La Chiesa italiana dedica all'accoglienza la Giornata per la salvaguardia del creato
◊ Domani si celebra la VI edizione della "Giornata per la salvaguardia del creato", occasione per ricordare “ che ci sono campi, dove l’impegno tra le Chiesa cristiane può far crescere la comunione” e lo scambio ecumenico: lo sottolinea all'agenzia Sir, don Gino Battaglia, direttore dell’Ufficio Cei per l’ecumenismo e il dialogo interreligioso. Dal 30 settembre al 1° ottobre si terrà quindi un convegno a Rossano Calabro, cittadina, “dove si vive un’esperienza di accoglienza e di integrazione dei rifugiati, unica in Italia” spiega mons. Angelo Casile, direttore dell’Ufficio Cei per i problemi sociali e il lavoro. Quest’anno la Giornata, promossa della Commissione Cei per i problemi sociali, ha per tema “ In una terra ospitale, educhiamo all’accoglienza”: la dimensione ecumenica è allora “nella natura stessa di questo appuntamento”, sottolinea don Battaglia. Anche la data di domani assume allora un significato particolare, spiega mons. Casile, “ il 1° settembre gli ortodossi, infatti, celebrano, anch’essi, la Giornata per il creato”. (G.I.)
Salvaguardia del creato. Bartolomeo I: "L'uomo sta distruggendo l'equilibrio dell'ambiente"
◊ Non si può più mettere a tacere la distruzione che per “avidità” l’uomo fa dell’ambiente. Un messaggio forte di denuncia quello lanciato dal patriarca ecumenico di Costantinopoli Bartolomeo I per la Giornata per la salvaguardia del creato che anche il Patriarcato ecumenico celebra domani 1° settembre in coincidenza con l’inizio del loro anno liturgico. Il patriarca - riferisce l'agenzia Sir - è sempre stato in prima linea nella promozione di una cultura di rispetto per l’ambiente. E’ chiamato “Patriarca Verde” per i suoi sforzi a favore della salvaguardia del creato, coinvolgendo in questa impresa i più eminenti teologi, ambientalisti e scienziati, ma soprattutto i rappresentanti delle confessioni cristiane e delle religioni del mondo. “Non possiamo rimanere in silenzio – scrive il Patriarca - di fronte al fatto che l’uomo non onora più, come deve, questo dono di Dio e che distrugge l’ambiente per avidità o peggio ancora per fini puramente egoistici.
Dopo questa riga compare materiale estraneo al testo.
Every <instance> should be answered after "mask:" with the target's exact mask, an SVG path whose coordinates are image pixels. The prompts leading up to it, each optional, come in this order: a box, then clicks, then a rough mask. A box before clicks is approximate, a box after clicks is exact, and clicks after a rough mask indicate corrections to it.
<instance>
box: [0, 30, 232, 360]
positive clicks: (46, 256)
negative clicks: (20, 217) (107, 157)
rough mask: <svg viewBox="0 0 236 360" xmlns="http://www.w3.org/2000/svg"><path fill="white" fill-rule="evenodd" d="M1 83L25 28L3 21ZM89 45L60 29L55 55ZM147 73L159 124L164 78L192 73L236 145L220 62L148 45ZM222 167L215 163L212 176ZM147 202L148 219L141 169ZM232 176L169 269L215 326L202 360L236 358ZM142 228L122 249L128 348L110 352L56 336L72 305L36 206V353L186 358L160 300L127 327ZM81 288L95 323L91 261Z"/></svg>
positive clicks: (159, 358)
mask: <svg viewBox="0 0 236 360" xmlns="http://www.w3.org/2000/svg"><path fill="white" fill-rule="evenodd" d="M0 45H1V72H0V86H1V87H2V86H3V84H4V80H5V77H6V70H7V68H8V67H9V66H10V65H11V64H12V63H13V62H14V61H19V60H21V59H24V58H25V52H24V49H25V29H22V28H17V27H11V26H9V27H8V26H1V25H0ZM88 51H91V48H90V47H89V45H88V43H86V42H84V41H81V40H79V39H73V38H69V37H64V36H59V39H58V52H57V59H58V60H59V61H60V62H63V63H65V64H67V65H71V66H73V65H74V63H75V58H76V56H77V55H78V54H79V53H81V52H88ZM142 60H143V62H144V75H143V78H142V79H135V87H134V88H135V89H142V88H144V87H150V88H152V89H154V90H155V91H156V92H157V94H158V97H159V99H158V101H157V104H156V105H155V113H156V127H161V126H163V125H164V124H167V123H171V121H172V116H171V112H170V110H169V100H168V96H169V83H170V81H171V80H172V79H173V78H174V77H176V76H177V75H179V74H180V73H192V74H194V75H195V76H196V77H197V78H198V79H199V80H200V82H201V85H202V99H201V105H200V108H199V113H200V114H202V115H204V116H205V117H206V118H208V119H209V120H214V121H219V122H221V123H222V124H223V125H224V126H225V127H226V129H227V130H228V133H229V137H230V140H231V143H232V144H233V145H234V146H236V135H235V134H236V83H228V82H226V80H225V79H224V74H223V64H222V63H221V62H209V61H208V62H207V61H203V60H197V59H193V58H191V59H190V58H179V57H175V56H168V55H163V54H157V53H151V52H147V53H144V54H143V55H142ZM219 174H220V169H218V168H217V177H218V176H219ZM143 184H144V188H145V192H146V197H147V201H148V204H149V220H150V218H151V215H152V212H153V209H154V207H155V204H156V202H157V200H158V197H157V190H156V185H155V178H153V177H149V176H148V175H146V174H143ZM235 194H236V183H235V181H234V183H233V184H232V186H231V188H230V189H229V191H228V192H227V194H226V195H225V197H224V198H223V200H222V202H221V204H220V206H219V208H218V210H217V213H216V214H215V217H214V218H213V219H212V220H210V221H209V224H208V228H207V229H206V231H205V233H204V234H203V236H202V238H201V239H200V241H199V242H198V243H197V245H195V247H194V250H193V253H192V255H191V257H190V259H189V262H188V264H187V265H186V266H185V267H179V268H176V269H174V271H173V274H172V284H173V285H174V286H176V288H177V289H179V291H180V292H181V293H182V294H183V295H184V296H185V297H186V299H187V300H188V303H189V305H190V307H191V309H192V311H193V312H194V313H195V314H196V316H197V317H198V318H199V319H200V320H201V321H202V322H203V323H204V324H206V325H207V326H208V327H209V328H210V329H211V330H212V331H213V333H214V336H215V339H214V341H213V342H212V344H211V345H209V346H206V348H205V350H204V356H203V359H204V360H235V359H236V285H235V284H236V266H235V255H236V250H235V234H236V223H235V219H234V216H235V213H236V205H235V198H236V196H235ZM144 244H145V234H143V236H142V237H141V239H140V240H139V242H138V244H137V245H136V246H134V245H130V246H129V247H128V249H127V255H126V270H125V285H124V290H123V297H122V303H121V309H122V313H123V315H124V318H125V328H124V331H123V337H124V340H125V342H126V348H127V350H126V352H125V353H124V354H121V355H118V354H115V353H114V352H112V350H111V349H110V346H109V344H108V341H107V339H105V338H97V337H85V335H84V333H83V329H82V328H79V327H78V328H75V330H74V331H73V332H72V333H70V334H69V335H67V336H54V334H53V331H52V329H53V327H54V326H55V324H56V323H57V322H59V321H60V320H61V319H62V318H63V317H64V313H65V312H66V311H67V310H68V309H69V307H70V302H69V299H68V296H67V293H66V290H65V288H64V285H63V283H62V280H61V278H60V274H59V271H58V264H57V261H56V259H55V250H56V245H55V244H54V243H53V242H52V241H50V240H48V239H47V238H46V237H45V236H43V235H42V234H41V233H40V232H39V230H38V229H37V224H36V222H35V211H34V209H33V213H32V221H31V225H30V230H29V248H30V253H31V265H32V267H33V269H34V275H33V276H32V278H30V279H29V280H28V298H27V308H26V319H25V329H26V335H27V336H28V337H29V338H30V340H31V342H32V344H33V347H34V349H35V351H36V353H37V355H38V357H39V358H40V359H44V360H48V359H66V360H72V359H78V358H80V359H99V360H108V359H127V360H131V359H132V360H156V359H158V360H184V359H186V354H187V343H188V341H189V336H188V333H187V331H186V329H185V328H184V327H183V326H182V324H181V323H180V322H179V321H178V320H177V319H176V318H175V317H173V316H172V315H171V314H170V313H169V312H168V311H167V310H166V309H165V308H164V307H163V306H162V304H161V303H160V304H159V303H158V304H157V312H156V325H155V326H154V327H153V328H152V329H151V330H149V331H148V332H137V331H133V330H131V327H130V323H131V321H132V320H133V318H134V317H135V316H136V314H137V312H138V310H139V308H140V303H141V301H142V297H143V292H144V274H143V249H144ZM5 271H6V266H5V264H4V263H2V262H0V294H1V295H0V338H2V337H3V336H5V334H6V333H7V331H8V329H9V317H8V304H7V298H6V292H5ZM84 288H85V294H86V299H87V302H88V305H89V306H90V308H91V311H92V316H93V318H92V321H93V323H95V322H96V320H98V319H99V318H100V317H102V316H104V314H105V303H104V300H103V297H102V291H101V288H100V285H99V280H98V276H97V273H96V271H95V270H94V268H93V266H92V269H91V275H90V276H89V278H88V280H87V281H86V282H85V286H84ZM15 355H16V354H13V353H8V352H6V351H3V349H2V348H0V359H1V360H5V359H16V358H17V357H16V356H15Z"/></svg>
L’uomo – prosegue – ha la possibilità di sfruttare la natura per il suo bene, ma fino a certi limiti. Il superamento però di questi limiti è purtroppo una caratteristica di questi due ultimi secoli di storia del genere umano. Questo fenomeno distrugge l’armonia dei sistemi naturali dell’ambiente, conduce ad una saturazione e ad una necrosi del creato e dell’uomo stesso il quale sopravvive all’interno di un ecosistema il cui equilibrio - conclude Bartolomeo I - è stato irrimediabilmente distrutto”. (R.P.)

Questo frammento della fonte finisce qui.